Open Carpal Tunnel Surgery
Open carpal tunnel surgery relieves pain caused by carpal tunnel syndrome – essentially a pinched nerve in the wrist. When non-surgical treatment options, such as such as bracing, anti-inflammatories, and corticosteroid injections, do not improve the symptoms of carpal tunnel syndrome, a carpal tunnel release may be performed to take the pressure off the nerve. There are two main techniques to accomplish this, open and endoscopic. Although Dr. Donnelly performs both, his preference is the open approach. He favors the open technique because it allows him to visualize the nerve, which decreases the risk of injury and confirms complete release.
Carpal tunnel release is one of the most common hand surgeries performed. It has been rated as one of the most satisfying and successful as well. The surgery itself takes 10-15-minutes and is performed on an outpatient basis. Surgery can be done with the patient completely awake using a technique called wide-awake local anesthesia no tourniquet (WALANT), which involves just numbing the hand prior to the surgery.
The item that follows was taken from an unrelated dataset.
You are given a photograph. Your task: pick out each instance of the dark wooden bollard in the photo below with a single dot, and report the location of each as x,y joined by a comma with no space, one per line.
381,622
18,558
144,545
Traditional sedation anesthesia can also be used.
How is open carpal tunnel surgery performed?
After local anesthesia is administered and the patient is comfortable, an open carpal tunnel release is performed using the following steps:
- The surgeon strategically makes a less than 1-inch incision over natural skin lines on the palm to minimize visible scarring after surgery.
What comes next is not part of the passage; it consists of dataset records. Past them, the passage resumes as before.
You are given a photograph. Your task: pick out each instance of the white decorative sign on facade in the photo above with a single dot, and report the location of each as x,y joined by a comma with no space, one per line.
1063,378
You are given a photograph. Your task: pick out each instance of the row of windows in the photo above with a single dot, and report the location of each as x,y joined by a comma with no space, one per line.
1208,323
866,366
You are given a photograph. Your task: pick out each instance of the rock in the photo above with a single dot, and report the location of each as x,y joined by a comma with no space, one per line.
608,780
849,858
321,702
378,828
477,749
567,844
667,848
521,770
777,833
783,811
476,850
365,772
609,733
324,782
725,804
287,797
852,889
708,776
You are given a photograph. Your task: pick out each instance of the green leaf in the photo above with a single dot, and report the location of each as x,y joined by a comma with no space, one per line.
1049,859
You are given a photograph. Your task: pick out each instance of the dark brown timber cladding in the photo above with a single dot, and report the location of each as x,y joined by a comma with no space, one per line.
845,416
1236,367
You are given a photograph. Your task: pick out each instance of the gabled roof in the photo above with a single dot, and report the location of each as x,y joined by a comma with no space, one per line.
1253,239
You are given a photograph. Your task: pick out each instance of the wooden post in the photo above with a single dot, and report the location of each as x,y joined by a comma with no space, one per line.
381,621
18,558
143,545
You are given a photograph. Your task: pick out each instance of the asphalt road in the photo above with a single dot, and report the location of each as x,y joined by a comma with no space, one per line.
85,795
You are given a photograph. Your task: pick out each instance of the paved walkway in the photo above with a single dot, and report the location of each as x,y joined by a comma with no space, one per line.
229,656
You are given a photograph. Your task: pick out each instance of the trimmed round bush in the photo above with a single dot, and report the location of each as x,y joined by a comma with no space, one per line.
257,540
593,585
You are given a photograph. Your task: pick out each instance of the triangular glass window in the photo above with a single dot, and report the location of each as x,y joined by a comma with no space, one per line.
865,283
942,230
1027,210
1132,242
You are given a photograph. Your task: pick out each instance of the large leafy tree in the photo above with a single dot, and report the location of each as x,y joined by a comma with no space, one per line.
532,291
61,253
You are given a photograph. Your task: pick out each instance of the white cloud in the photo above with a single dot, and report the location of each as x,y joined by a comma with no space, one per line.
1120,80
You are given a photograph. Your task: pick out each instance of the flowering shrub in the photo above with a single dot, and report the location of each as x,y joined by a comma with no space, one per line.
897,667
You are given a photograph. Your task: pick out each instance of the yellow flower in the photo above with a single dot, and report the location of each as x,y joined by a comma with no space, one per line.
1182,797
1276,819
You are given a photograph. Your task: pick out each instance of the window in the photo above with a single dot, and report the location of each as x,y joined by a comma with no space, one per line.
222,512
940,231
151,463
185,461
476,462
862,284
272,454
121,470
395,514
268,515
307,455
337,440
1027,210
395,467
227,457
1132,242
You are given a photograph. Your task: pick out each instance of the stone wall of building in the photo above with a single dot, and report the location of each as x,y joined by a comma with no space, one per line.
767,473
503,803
- Surgical instruments are used to access and view the carpal tunnel ligament and the pinched nerve.
- The ligament is carefully cut releasing the pressure off the nerve.
- The incision is closed using sutures and a special suturing technique to limit wound complications.
After the incision is closed, a soft dressing is placed over it and a bandage is wrapped around the wrist. In most cases, there is no need for a hard splint or cast after surgery.
What happens after surgery?
Patients return home shortly after surgery, with instruction to take it easy, ice and elevate the extremity. The dressing may be removed at home 4-5 days after surgery and the incision is allowed to get wet in the shower at that time. The sutures will be removed 1-2 weeks after surgery at the first post-op office visit.Although the discomfort for the incision is there, many patients experience symptom relief the day of or the first few days after surgery. In cases where severe symptoms present prior to surgery, symptom relief may take several weeks or months to resolve. Soreness around the incision may also persist for the same amount of time.Light activities are allowed once the dressings are removed. Most patients are return to normal activities one-month after surgery.